Chapter 18, Problem 18.32QA

Interpretation Introduction

To find:

The unit cell that is consistent with the given data for molybdenum

Answer to Problem 18.32QA

Solution:

(c) Face-centered cubic unit cell.

Explanation of Solution

1) Concept:

For each type of unit cell, we can determine the number of atoms in the unit cell and calculate the mass of the unit cell using the molar mass of molybdenum. The radius of the atom can be used to calculate the edge length. The volume of the unit cell can be determined from the edge length. Using the mass of the unit cell and its volume, we can determine the density for each type of unit cell.

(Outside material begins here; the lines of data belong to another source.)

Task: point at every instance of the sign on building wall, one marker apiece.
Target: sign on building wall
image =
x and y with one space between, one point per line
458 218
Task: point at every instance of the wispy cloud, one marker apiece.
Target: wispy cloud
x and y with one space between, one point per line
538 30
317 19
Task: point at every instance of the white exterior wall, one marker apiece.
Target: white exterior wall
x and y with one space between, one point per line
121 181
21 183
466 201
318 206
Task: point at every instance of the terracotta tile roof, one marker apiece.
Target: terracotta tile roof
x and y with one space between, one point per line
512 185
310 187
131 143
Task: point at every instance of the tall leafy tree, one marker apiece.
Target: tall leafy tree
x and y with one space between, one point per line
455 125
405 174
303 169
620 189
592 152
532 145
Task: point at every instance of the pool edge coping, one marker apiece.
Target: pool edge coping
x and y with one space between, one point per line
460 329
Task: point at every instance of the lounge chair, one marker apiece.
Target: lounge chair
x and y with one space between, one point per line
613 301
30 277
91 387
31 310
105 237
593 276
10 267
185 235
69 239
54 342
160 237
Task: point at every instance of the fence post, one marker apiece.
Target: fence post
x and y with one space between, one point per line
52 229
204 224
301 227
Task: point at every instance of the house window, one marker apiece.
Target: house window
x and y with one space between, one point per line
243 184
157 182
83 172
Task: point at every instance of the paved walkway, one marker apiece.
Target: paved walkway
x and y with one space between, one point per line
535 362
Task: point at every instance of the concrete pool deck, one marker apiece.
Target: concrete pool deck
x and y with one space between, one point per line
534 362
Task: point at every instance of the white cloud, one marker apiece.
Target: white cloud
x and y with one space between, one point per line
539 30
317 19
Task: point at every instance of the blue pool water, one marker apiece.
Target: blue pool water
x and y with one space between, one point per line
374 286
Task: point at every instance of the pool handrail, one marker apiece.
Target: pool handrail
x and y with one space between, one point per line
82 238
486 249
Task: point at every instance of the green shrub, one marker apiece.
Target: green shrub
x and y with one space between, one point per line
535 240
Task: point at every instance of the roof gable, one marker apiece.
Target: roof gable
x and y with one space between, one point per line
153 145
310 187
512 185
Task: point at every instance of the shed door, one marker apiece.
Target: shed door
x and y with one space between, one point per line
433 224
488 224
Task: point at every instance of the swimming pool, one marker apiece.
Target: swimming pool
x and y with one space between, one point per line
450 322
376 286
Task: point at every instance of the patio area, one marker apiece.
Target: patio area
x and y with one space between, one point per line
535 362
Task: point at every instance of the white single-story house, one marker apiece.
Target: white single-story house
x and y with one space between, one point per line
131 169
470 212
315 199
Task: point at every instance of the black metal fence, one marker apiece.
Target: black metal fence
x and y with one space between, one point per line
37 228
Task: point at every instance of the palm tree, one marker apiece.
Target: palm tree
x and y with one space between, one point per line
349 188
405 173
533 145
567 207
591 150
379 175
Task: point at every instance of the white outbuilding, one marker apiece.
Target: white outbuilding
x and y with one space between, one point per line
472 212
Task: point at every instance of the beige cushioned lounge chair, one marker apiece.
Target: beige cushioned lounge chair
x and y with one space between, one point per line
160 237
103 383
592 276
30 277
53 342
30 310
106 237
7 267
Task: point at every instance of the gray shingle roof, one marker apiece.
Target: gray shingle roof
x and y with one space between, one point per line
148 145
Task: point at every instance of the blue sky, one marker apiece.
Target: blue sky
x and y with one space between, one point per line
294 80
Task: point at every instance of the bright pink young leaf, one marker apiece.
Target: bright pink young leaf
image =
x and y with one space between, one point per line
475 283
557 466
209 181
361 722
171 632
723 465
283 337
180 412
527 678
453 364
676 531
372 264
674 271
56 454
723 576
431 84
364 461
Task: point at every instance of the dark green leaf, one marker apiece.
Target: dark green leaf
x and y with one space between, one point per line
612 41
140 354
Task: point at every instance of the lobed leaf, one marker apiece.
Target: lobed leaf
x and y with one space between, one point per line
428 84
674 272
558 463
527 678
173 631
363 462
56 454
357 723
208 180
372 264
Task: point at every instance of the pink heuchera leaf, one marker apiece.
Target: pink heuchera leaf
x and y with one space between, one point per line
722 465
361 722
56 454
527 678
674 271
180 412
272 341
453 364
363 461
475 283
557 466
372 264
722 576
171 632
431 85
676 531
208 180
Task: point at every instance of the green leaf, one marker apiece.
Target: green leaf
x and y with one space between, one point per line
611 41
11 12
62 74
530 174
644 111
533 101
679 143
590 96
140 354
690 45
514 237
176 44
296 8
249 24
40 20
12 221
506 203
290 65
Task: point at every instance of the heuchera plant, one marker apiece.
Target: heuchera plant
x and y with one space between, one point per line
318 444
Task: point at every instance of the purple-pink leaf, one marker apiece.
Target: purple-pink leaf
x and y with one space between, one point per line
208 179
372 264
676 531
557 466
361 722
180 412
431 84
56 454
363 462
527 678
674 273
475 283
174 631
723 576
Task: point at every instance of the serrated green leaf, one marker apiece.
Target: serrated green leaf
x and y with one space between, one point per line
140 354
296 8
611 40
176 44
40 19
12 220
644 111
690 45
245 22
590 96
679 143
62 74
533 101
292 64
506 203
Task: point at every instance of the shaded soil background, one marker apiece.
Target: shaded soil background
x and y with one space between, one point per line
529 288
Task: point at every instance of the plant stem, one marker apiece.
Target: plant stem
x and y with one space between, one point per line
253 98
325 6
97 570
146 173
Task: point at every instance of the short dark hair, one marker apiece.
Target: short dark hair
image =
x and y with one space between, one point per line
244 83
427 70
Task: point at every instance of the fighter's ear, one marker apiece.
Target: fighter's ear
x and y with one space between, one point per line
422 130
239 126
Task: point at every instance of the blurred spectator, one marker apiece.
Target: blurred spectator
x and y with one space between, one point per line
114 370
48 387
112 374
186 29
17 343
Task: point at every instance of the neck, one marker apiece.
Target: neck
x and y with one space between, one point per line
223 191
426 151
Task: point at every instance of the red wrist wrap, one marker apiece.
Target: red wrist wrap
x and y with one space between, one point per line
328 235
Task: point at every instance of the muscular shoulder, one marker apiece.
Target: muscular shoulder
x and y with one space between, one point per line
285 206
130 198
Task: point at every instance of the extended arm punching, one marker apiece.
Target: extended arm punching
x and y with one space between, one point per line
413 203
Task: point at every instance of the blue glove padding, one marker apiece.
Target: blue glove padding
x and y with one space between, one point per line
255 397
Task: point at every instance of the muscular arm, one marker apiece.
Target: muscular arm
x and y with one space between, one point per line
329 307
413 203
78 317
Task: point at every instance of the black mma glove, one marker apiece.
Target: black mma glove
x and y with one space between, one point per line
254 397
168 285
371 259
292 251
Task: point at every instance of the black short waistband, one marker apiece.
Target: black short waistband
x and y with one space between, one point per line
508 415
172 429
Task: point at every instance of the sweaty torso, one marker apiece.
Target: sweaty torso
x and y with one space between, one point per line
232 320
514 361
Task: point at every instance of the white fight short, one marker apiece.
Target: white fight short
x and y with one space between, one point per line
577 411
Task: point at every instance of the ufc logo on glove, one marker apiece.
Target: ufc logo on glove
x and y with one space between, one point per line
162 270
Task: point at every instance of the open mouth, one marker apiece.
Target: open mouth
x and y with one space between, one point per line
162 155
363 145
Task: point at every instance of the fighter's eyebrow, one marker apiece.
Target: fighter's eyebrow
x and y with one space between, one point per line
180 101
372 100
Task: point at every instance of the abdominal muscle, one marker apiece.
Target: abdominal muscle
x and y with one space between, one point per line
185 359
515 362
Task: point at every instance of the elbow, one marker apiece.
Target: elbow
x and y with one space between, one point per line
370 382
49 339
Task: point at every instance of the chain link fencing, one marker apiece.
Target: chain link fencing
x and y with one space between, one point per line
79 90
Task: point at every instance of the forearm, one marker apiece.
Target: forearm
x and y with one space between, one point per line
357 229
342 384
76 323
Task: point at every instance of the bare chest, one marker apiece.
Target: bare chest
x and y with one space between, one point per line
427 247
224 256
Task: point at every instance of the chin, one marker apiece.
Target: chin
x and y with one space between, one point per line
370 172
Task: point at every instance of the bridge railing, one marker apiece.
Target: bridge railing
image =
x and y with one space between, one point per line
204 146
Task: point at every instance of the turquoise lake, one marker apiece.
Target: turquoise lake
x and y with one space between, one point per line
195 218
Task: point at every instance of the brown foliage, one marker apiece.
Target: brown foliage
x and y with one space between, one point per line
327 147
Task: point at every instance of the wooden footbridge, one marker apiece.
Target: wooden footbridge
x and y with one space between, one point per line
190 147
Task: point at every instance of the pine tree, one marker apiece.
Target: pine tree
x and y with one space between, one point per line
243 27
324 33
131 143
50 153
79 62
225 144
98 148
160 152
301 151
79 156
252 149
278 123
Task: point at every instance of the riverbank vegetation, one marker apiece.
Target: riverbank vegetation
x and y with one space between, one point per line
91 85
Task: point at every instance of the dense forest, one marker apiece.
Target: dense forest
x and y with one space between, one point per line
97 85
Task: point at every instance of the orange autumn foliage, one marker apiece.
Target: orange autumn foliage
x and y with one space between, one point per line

The calculated density that matches with the given density $10.28g/cm^3$ will determine the type of unit cell.

2) Formula:

i) $V=l^3$

ii) $d=\frac{m}{V_{unit cell}}$

iii) $r=0.500 l$

iv) $r=0.4330 l$

v) $r=0.3536 l$

3) Given:

i) Density $d=10.28g/c{m}^3$

ii) Radius $r=139 pm$

4) Calculations:

i) For a simple cubic unit cell:

Number of atoms per cell = $1$

Mass of $1$ atom of molybdenum is calculated as

$m=1 atom Mo \times \frac{1 mol Mo}{6.0221 \times {10}^{23}atoms Mo} \times \frac{95.96 g Mo }{1 mol Mo }=1.593 \times {10}^{-22}g Mo$

Calculating the edge length:

$r=0.500 \times l$

$139 pm=0.500 \times l$

$l=\frac{139 pm}{0.500}= 278 pm$

Volume of the unit cell:

$V=l^3={\left(278 pm\right)}^3 \times \frac{{\left({10}^{-10}cm \right)}^3}{{\left( 1 pm\right)}^3}=2.148 \times {10}^{-23}c{m}^3$

Calculating the density of the unit cell:

$d=\frac{m}{V_{unit cell}}= \frac{1.593 \times {10}^{-22}g}{2.148 \times {10}^{-23}c{m}^3}=7.416\frac{g}{c{m}^3}$

ii) For a bcc unit cell:

Number of atoms per cell = $2$

Mass of $2$ atoms of molybdenum is calculated as

$m=2 atom Mo \times \frac{1 mol Mo}{6.0221 \times {10}^{23}atoms Mo} \times \frac{95.96 g Mo }{1 mol Mo }=3.187 \times {10}^{-22}g Mo$

Calculating the edge length:

$r=0.4330 \times l$

$139 pm=0.4330 \times l$

$l=\frac{139 pm}{0.4330}= 321.016 pm$

Volume of the unit cell:

$V=l^3={\left(321.016 pm\right)}^3 \times \frac{{\left({10}^{-10}cm \right)}^3}{{\left( 1 pm\right)}^3}=3.308 \times {10}^{-23}c{m}^3$

Calculating the density of the unit cell:

$d=\frac{m}{V_{unit cell}}= \frac{3.187 \times {10}^{-22}g}{3.308 \times {10}^{-23}c{m}^3}=9.634 \frac{g}{c{m}^3}$

iii) For an fcc unit cell:

Number of atoms per cell = $4$

Mass of 4 atoms of molybdenum is calculated as

$m=4 atom Mo \times \frac{1 mol Mo}{6.0221 \times {10}^{23}atoms Mo} \times \frac{95.96 g Mo }{1 mol Mo }=6.374 \times {10}^{-22}g Mo$

Calculating the edge length:

$r=0.3536 \times l$

$139 pm=0.3536 \times l$

$l=\frac{139 pm}{0.3536}= 393.099 pm$

Volume of the unit cell:

$V=l^3={\left(393.099 pm\right)}^3 \times \frac{{\left({10}^{-10}cm \right)}^3}{{\left( 1 pm\right)}^3}=6.074 \times {10}^{-23}c{m}^3$

Calculating the density of the unit cell:

$d=\frac{m}{V_{unit cell}}= \frac{6.374 \times {10}^{-22}g}{6.074\times {10}^{-23}c{m}^3}=10.49 \frac{g}{c{m}^3}$

Thus, the calculated density

$10.49 \frac{g}{c{m}^3}$

in case of fcc unit cell is very close the given density

$10.28\frac{g}{c{m}^3}.$

Thus, the face-centered cubic unit cell is consistent with the given data.

Conclusion:

The type of unit cell is determined by calculating the density of molybdenum in each type of unit cell and comparing it with the given density.